Schema Design Guide

Introduction

A well-designed schema is crucial for accurate data extraction. This guide covers best practices, patterns, and anti-patterns for creating schemas that get the best results from Documind.

Schema Structure Basics

Minimum Viable Schema

Start simple and iterate:

{
  "type": "object",
  "named_entities": {
    "field_name": {
      "type": "string",
      "description": "Clear description of what this field contains"
    }
  },
  "required": ["critical_field"]
}

Complete Schema Template

A production-ready schema with all recommended fields:

{
  "type": "object",
  "title": "Invoice Schema",
  "description": "Schema for extracting invoice data",
  "named_entities": {
    "invoice_number": {
      "type": "string",
      "description": "The unique invoice identifier (e.g., INV-2024-001)"
    },
    "invoice_date": {
      "type": "string",
      "description": "Invoice date in YYYY-MM-DD format"
    },
    "total_amount": {
      "type": "number",
      "description": "Total invoice amount in USD"
    }
  },
  "required": ["invoice_number", "invoice_date", "total_amount"]
}

Best Practices

1. Write Descriptive Field Names

❌ Bad
✅ Good

{
  "num": {"type": "string"},
  "amt": {"type": "number"},
  "dt": {"type": "string"}
}

{
  "invoice_number": {"type": "string"},
  "total_amount": {"type": "number"},
  "invoice_date": {"type": "string"}
}

Why: Descriptive names help the AI understand what to extract and make your code more maintainable.

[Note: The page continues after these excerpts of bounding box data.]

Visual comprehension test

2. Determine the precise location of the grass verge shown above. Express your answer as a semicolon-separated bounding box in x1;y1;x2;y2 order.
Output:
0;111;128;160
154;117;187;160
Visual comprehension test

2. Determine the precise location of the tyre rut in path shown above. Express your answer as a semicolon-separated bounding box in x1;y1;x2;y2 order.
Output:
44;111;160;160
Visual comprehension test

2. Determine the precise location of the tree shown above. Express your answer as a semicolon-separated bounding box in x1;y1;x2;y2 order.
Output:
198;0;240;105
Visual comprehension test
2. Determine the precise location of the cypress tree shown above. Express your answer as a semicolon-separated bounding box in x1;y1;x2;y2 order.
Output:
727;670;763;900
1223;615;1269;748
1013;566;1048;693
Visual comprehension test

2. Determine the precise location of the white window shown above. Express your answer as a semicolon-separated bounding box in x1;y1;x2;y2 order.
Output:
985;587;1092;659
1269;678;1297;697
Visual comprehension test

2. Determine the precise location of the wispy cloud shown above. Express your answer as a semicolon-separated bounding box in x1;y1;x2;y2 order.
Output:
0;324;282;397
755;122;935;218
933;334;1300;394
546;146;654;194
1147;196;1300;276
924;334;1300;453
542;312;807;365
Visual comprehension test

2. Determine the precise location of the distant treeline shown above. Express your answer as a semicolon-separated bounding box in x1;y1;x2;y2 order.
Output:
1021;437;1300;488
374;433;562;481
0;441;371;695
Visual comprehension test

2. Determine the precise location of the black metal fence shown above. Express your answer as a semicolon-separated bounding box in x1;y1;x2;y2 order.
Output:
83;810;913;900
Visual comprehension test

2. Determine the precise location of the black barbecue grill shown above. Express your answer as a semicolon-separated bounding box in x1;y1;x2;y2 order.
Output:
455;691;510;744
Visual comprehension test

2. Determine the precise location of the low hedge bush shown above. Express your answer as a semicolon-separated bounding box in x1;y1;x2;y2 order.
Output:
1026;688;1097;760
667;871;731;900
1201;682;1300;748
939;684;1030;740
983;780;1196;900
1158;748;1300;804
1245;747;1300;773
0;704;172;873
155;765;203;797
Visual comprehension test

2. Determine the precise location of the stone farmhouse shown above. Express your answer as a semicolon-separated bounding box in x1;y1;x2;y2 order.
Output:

2. Always Include Descriptions

❌ Bad
✅ Good

{
  "vendor_name": {
    "type": "string"
  }
}

{
  "vendor_name": {
    "type": "string",
    "description": "The name of the vendor or supplier who issued the invoice"
  }
}

Why: Descriptions provide crucial context that improves extraction accuracy, especially for ambiguous fields.

3. Use Specific Field Descriptions

❌ Vague
✅ Specific

{
  "date": {
    "type": "string",
    "description": "A date"
  }
}

{
  "invoice_date": {
    "type": "string",
    "description": "The date the invoice was issued, in MM/DD/YYYY format"
  }
}

Why: Specific descriptions reduce ambiguity when documents contain multiple dates.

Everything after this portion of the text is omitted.